WSP is a British-based professional services firm providing management and consultancy services in the property, transport and infrastructure, and environment and energy sectors. Last year the environment and energy business of WSP joined hands with Canadian firm Genivar Inc. creating one of the leading global environmental and sustainability consultancies in the world.
The UK company is now focused on ramping up its brand presence and is doing so by launching a new and integrated communications and content strategy.
Emily Beadon, media and reputation manager at the firm talks to Cision about WSP’s business objectives and its PR and communications strategy for the year ahead.
Getting to know WSP:
What is the core business focus for WSP today? WSP is a multidisciplinary consultancy working within the built environment. We have work on everything from Crossrail to the Shard and a lot of areas in between including development and transport planning, environmental consultancy and infrastructure projects. Our strategic focus in the UK is on growth areas including residential and commercial property, high rise buildings, rail infrastructure and stations, and energy projects and the associated infrastructure. Last year we merged with Canadian company Genivar making us one of the largest consultancies in the world. On the back of this we are looking at how we can share skills and knowledge to foster cross-border working and increase our international presence.
How has communications within your business changed in recent years? The in-house marketing and communications team has changed significantly since the appointment of a new head of marcomms, Emma Wyatt, at the end of 2011. Emma changed the team from being sector generalists working within the six different disciplines at WSP to being centralised specialists covering the whole business. She also changed to focus of the team from being service orientated to being a delivery partner, focusing on providing value and aligning with the business objectives. We are now a highly productive team delivering major projects for the business that aim to position WSP positively both internally and externally. Part of this plan was my appointment as media and reputation manager, tasked with building an external communications function from scratch to improve WSP’s external profile and help support the business win work.
How important is online media for WSP? We engage with our clients, co-professionals and potential recruits through online media including LinkedIn, Facebook, and Twitter. The world is fast becoming an online community and as a progressive business you have to be part of it to remain competitive and engaged. Our website presence is also very important for our non-UK based investors who rely on the information provided to supplement the quarterly financial briefings they receive.
What is the road ahead for WSP? WSP has a big year ahead with the roll out of a new brand strategy, continued improvements to our website, a new internal communications channel – Pocket TV, and a strategic and proactive media programme. All of this will be rolled out within a new content strategy that will ensure messaging is consistent and efficiently used across all channels. We will be looking to be the leaders in our industry in terms of thought leadership and external positioning – but we can’t give too much away just yet!
Getting to know Emily Beadon:
The first thing I do when I come into work is: I cycle to work most days so usually it’s shower and get dressed!

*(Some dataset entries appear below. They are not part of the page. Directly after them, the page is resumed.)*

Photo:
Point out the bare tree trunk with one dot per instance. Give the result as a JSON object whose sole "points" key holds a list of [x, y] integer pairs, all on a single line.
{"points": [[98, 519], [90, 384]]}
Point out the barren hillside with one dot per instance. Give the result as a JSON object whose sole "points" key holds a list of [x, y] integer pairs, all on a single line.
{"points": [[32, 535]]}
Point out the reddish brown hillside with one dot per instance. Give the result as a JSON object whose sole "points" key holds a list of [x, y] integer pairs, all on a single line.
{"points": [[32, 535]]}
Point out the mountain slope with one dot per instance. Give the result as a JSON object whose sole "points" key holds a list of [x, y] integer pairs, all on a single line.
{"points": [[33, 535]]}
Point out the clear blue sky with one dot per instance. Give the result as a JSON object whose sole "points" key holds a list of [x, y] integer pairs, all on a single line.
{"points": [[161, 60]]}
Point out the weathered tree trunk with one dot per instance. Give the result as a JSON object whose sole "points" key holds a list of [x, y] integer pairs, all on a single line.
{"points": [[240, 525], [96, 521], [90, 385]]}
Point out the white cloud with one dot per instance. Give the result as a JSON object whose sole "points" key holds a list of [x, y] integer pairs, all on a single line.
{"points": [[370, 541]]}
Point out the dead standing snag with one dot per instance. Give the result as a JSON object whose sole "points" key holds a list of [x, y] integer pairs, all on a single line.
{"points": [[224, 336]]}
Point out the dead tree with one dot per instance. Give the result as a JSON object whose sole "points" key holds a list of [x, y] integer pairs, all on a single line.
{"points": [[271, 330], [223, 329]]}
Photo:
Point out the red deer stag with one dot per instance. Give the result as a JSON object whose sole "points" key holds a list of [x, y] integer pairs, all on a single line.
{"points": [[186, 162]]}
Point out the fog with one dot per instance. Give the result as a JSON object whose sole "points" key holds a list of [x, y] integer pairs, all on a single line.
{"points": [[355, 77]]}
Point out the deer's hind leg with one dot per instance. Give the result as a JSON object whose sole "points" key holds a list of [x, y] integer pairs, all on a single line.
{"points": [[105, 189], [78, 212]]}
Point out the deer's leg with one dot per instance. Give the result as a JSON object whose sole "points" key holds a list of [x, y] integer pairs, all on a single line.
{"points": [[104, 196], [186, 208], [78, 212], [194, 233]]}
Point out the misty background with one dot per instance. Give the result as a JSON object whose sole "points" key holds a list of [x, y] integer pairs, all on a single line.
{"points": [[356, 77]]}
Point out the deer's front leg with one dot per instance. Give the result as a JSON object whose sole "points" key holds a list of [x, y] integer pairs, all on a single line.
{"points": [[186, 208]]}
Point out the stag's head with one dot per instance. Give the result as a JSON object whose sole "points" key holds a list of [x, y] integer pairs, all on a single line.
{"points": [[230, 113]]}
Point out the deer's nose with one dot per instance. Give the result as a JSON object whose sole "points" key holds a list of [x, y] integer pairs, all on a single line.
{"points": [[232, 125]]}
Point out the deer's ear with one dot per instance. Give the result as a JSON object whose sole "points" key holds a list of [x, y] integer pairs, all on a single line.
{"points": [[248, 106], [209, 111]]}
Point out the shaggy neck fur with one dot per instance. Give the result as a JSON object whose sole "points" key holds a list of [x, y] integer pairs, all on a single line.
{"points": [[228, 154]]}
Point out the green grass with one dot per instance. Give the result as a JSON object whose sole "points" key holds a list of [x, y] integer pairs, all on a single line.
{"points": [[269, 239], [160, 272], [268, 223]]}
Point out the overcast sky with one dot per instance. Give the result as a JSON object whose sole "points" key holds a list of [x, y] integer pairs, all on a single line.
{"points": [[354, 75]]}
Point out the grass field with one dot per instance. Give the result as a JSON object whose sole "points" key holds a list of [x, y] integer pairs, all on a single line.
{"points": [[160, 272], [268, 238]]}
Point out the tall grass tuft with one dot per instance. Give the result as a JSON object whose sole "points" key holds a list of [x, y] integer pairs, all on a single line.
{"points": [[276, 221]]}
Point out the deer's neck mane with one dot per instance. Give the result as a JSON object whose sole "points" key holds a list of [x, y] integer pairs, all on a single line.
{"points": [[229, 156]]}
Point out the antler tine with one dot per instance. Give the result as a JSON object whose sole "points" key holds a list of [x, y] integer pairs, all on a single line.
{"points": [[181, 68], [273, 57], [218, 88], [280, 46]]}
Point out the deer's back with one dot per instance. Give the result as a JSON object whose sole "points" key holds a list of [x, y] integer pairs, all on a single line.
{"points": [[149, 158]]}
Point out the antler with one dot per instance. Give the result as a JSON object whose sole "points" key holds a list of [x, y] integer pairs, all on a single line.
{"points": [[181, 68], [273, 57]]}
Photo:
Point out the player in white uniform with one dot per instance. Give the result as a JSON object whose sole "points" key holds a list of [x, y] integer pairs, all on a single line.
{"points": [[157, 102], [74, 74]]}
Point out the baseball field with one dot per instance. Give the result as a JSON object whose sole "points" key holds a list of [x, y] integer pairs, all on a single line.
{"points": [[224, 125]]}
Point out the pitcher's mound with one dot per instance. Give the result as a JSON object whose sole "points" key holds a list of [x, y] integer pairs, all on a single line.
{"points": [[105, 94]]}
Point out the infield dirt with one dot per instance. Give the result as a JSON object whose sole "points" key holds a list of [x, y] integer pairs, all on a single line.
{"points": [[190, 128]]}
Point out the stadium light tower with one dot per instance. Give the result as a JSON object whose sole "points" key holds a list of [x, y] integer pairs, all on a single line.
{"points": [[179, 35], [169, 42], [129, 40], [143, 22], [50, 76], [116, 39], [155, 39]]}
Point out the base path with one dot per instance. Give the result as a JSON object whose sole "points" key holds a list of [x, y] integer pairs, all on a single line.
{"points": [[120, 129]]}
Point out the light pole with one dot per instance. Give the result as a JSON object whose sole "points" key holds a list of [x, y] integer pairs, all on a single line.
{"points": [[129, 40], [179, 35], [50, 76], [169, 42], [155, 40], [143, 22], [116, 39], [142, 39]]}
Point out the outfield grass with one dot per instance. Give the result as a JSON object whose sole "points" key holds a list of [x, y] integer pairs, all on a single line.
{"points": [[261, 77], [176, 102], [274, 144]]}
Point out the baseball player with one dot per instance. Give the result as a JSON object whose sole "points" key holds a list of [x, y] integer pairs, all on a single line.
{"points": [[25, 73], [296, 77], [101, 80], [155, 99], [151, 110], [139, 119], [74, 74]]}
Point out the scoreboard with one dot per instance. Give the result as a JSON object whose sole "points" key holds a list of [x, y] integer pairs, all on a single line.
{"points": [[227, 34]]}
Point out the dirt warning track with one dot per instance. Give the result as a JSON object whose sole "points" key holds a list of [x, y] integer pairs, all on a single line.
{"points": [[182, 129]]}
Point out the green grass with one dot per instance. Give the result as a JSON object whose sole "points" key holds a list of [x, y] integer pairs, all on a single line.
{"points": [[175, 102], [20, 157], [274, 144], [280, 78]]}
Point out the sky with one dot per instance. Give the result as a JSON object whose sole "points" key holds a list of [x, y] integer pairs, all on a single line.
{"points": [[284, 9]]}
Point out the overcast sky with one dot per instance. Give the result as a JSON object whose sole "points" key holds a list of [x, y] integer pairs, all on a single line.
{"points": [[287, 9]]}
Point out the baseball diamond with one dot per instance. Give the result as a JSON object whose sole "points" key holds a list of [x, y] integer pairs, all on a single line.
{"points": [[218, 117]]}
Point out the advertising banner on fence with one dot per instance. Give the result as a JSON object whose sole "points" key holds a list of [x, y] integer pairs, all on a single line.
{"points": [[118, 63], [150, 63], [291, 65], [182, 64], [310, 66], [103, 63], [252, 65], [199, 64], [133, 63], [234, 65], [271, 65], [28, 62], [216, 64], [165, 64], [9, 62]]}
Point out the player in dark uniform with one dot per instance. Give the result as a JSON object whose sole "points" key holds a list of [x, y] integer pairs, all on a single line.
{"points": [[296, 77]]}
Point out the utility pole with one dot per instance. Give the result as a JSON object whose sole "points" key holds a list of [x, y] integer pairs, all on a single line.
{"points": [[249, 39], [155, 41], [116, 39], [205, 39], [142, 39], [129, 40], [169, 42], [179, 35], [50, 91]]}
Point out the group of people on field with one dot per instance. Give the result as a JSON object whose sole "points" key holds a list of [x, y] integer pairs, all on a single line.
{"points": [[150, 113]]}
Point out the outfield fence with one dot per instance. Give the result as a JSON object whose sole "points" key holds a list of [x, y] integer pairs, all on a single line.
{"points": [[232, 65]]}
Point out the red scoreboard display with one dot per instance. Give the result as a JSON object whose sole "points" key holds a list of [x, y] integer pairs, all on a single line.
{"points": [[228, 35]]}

My biggest social media peeve is: people not understanding how and when to use it. No one needs to know that you’re picking up take-aways on the way home from work except your significant other so use the appropriate form of communication – text and phone as opposed to Facebook and Twitter.
If I wasn’t in media and communications I would be: I studied psychology so I suppose if I had stuck with it I might be a psychologist of some sort now. But more than likely I’d have stayed in my second career which was journalism and perhaps even written that book I always talk about.
I wish journalists would: give us a chance. I see my role as one of facilitator, not gate keeper one and although some journalists understand that a lot still think we’re there to stop them getting a story. Nine times out of ten if you come to me first you will get a faster response than if you try to ring our spokespeople directly. I believe excellent customer service, both to your client or employer and to journalists, is crucial to being a good media professional.
What’s all the fuss around: Zumba. Wish I’d thought of making millions through getting people to dance around a room in an uncoordinated fashion! I’m probably just bitter because I tried it couldn’t follow the rhythm to save myself.
The best thing about my job is: the fast-paced nature of it – every day is different and it’s never slow. For example I might be doing media training, running a brainstorming workshop, meeting one of our co-located teams to understand what they’re doing, catching up with my journalist contacts or preparing a press release about a new project win. I also love the instant gratification of seeing a good article in print, or opening the paper and NOT seeing a negative one! Media relations is as much about reputation management as it is about profile raising.
Five years from now, you can find me: Who knows! There’s no way I could have planned where my career has gone in the last ten years so I suspect I won’t be able to plan the next five years either. Life is unpredictable at the best of times. However, if I were pushed I would say heading up a issues-lead communications team and still cycling to work – as long as it’s not raining.